PARK SLOPE — A neighborhood dance group is one pirouette closer to expanding into a new facility thanks to a grant from Brooklyn Borough President Eric Adams.
The nonprofit Dancewave recently received $250,000 in funding from Adams and will put the money toward construction of a new facility on Fourth Avenue and Degraw Street.
"It will be enormously helpful," said Dancewave founder and executive director Diane Jacobowitz.
A former dance teacher at Park Slope's Berkeley Carroll School, Jacobowitz launched Dancewave in 1995 to help expose under-served kids to dance. Today the group boasts five companies of dancers, many from low-income families, who work with world-renowned choreographers such as Larry Keigwin and Kyle Abraham.
The group operates out of a single cramped studio at 45 Fourth Ave. and rents satellite facilities at schools and churches to meet its growing space needs.
The borough president's $250,000 grant will go toward moving Dancewave into a larger space at 182 Fourth Ave., near Degraw Street.
The building needs an extensive renovation, but when it's finished the new facility will have two roomy studios complete with showers and dressing rooms. The two dance studios will be separated by a moveable wall, which will allow the space to be opened up into a performance venue.
At 3,600 square feet, the future facility is about three times the size of Dancewave's current location.
The city has allocated $2.7 million toward the project, and Dancewave is seeking donations to cover an extra $1 million. In addition to the grant from Adams, Dancewave also recently received $270,000 from the offices of City Councilman Stephen Levin and $50,000 from City Councilwoman Laurie Cumbo.
In exchange for the public funding, Dancewave's landlord, the nonprofit Fifth Avenue Committee, agreed to sign a 20-year lease with the dance group and pledged to keep an arts nonprofit in the space even if Dancewave goes out of business.
Jacobowitz said finding the spot at 182 Fourth Ave. near residents in Park Slope, Gowanus and Downtown Brooklyn was a "godsend."
Construction is expected to start next summer, and when it's finished, Dancewave's new facility will serve as an arts hub for the entire community, Jacobowitz said. Dancewave will hold classes and performances there, but anyone will be able to rent the space for art openings, readings, meetings and other performances, she said.

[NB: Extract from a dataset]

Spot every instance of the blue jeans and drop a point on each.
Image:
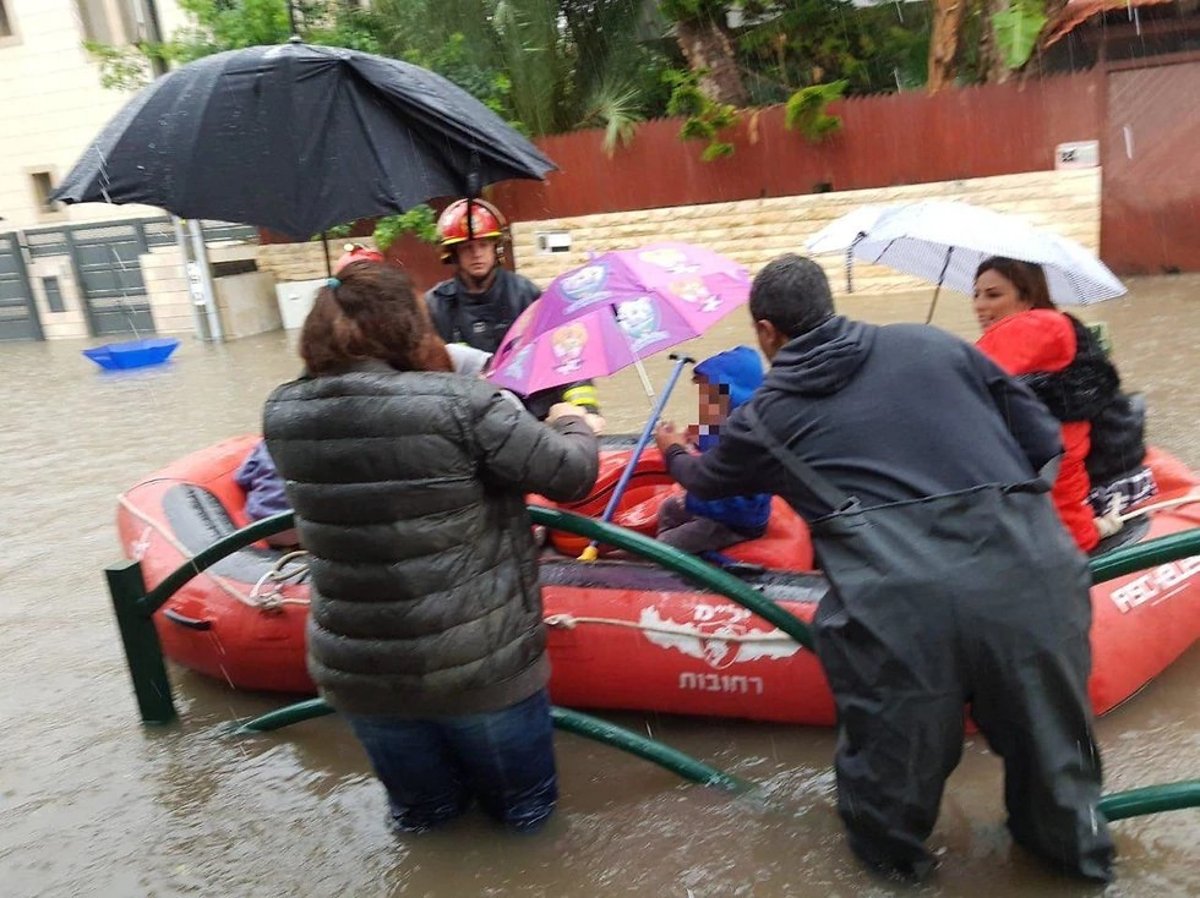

“We want the community to come in and use it,” Jacobowitz said. “Particularly in that stretch of Fourth Avenue, there are a lot of high-rise condos shooting up, but there aren’t that many arts organizations."
Get to know Dancewave at a free block party on Degraw Street and Fourth Avenue on Aug. 29 from noon to 6 p.m. There will be dance classes, drum lessons by School of Rock and fencing lessons from Brooklyn Fencing Center.